3.9 KiB
Data lineage analysis command line tool
Dlineage analysis command line tool is used to analyze the data lineage in column level of a SQL query and output the data lineage in the XML/JSON format.
By default, the tool will output the data lineage in the XML format and includes the most detailed information except the following elements which will be ignored:
- the constant value (can be turned on using
/showConstantoption) - transform: the transform code (can be turned on using
/transformoption) - join: the join relation (can be turned on using
/joption)
Table level data lineage
This data lineage tool generate the data lineage at column level by default.
If you want to generate the data lineage at table level, you can use /tableLineage option.
Control the output of specific relation types
In the data lineage analysis, there are several types of relations, such as:
- fdd: the direct data flow
- fdr: the indirect data flow
- join: the join relation
- call: the call relation
- er: the entity-relationship relation
You may want to control which relation types are included in the output. The /includeRelationTypes option allows you to specify which relation types should be included. The syntax is:
/includeRelationTypes fdd,fdr,join,call,er
Please note that relation type not specified in the /includeRelationTypes option will not be output.
Parameters
/showResultSetTypes
There are many types of the intermediate result sets will be generated during the analysis of the data lineage in SQL query.
When we ignore all the intermediate result sets (using /s option), the data lineage generated only includes the base tables and views.
However, sometimes, we may want to see the data lineage of the intermediate result sets, for example, we want to see the data lineage of the result set generated by the aggregate function, or the result set generated by the insert/update clause in merge statement.
In this case, we can use /showResultSetTypes option to specify the types of the result sets to be output.
The result set types can be specified in the following format:
/showResultSetTypes array, struct, result_of, cte, insert_select, update_select, merge_update, merge_insert, output, update_set, pivot_table, unpivot_table, alias, rs, function, case_when
This option is valid only when /s option is used.
/withTemporaryTable
Temporary table such as #temp_table in SQL Server will not be output in the simple output by default.
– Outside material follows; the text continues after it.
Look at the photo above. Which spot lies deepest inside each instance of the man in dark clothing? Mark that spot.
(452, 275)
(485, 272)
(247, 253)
If you want to output the temporary table, you can use /withTemporaryTable option.
/s /withTemporaryTable
/j
Option to output the join relation.
-- Oracle sample query
SELECT e.employee_id, e.first_name, e.last_name, d.department_name
FROM employees e
LEFT JOIN departments d ON e.department_id = d.department_id
ORDER BY e.employee_id;
call relation
Option to output the call relation.
-- SQL Server sample query
CREATE PROCEDURE [dbo].[usp_insert]
( @a varchar(50), @b varchar(15), @c varchar(6), @d varchar(50) )
AS
BEGIN
if ((select count(*) from tbl_Log1) <50000)
exec [dbo].[usp_insert_into_Log1] @a,@b,@c,@d
else
exec [dbo].[usp_insert_into_Log2] @a,@b,@c,@d
END
generated lineage with call relation:
<relationship id="3" type="call">
<caller id="1" name="[dbo].[usp_insert]" type="procedure"/>
<callee id="29" name="[dbo].[usp_insert_into_Log1]" type="procedure"/>
</relationship>
<relationship id="4" type="call">
<caller id="1" name="[dbo].[usp_insert]" type="procedure"/>
<callee id="30" name="[dbo].[usp_insert_into_Log2]" type="procedure"/>
</relationship>